SAO PAULO, Sept 26, 1988 (Reuters) - Gunmen dressed in police
uniforms murdered a grass-roots leader of Brazil's radical
Landless Movement (MST) just eight miles (15 km) from
President Fernando Henrique Cardoso's ranch, an MST official
said on Saturday.

The gunmen shot Venceslau Pereira da Silva, 42, four times on
Friday near his home at the 17-family squatter village of Nova
Italia, Buritis, located in Minas Gerais state, said Gilberto Portes
Oliveira of the MST national executive.

Pereira da Silva had led the small settlement since the homeless
families invaded the land about a year ago.

``We cannot find a motive for this assassination,'' Oliveira said.
``This was a small settlement that had been respected by the police
and nearby landowners. There was no conflict there.'' It was not
yet clear if the attackers really were police or were just dressed as
such.

There was no comment on the incident yet from police or the
presidential palace.

Since 1985 more than 1,000 people have died in land disputes in
Brazil, where only two percent of the population controls half of
the nation's arable land, according to the Catholic-run Pastoral
Land Commission.

But the killing of Nova Italia's Pereira da Silva was a shock,
Oliveira said. He distanced the attack from recent accusations by a
Cardoso cabinet head that the MST was planning to invade the
president's ranch in Buritis, located near the Nova Italia
settlement.

``I am aware of that (the government's concern),'' Oliveira said.
``But right now we don't think Cardoso or the federal government
had anything to do with this.

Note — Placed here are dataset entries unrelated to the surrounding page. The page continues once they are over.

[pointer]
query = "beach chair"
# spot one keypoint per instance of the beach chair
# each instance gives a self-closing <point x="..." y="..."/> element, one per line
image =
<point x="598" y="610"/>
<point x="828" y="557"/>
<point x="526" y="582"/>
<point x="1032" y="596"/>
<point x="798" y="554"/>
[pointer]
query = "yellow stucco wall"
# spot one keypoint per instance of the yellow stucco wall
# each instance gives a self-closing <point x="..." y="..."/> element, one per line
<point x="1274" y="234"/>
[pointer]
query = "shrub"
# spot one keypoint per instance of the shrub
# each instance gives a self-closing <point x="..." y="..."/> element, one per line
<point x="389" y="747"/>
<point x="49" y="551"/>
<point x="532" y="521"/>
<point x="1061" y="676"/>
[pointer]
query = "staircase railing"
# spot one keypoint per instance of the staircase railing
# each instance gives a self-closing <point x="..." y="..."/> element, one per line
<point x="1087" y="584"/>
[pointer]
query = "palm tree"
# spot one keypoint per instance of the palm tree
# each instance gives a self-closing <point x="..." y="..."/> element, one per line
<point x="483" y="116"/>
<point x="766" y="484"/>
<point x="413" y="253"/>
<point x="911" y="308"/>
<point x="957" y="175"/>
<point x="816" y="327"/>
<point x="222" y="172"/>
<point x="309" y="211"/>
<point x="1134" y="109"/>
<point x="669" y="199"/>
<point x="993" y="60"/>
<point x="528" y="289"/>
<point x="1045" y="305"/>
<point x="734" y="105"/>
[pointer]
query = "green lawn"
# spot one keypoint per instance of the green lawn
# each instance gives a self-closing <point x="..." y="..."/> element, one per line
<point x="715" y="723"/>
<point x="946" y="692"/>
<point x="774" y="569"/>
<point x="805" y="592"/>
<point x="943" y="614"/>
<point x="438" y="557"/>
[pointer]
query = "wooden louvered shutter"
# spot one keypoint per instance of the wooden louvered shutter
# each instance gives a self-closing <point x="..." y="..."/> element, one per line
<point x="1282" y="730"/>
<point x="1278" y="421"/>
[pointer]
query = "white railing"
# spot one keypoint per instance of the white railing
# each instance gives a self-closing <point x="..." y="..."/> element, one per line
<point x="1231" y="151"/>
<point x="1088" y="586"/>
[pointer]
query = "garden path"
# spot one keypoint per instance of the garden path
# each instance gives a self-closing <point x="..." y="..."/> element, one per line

We're looking at other local
landowners.''

Cardoso, who must stand for reelection on Oct. 4, has often been
irked by MST land invasions and strongly criticised the
movement's leaders earlier this year for their support of food
lootings during a severe drought in impoverished northeastern
areas of the country.

The MST has emerged as Brazil's most powerful social voice
against the government and uses land invasions, like the one in
Nova Italia, as a technique to highlight the 4.8 million families
which it says are waiting to be settled.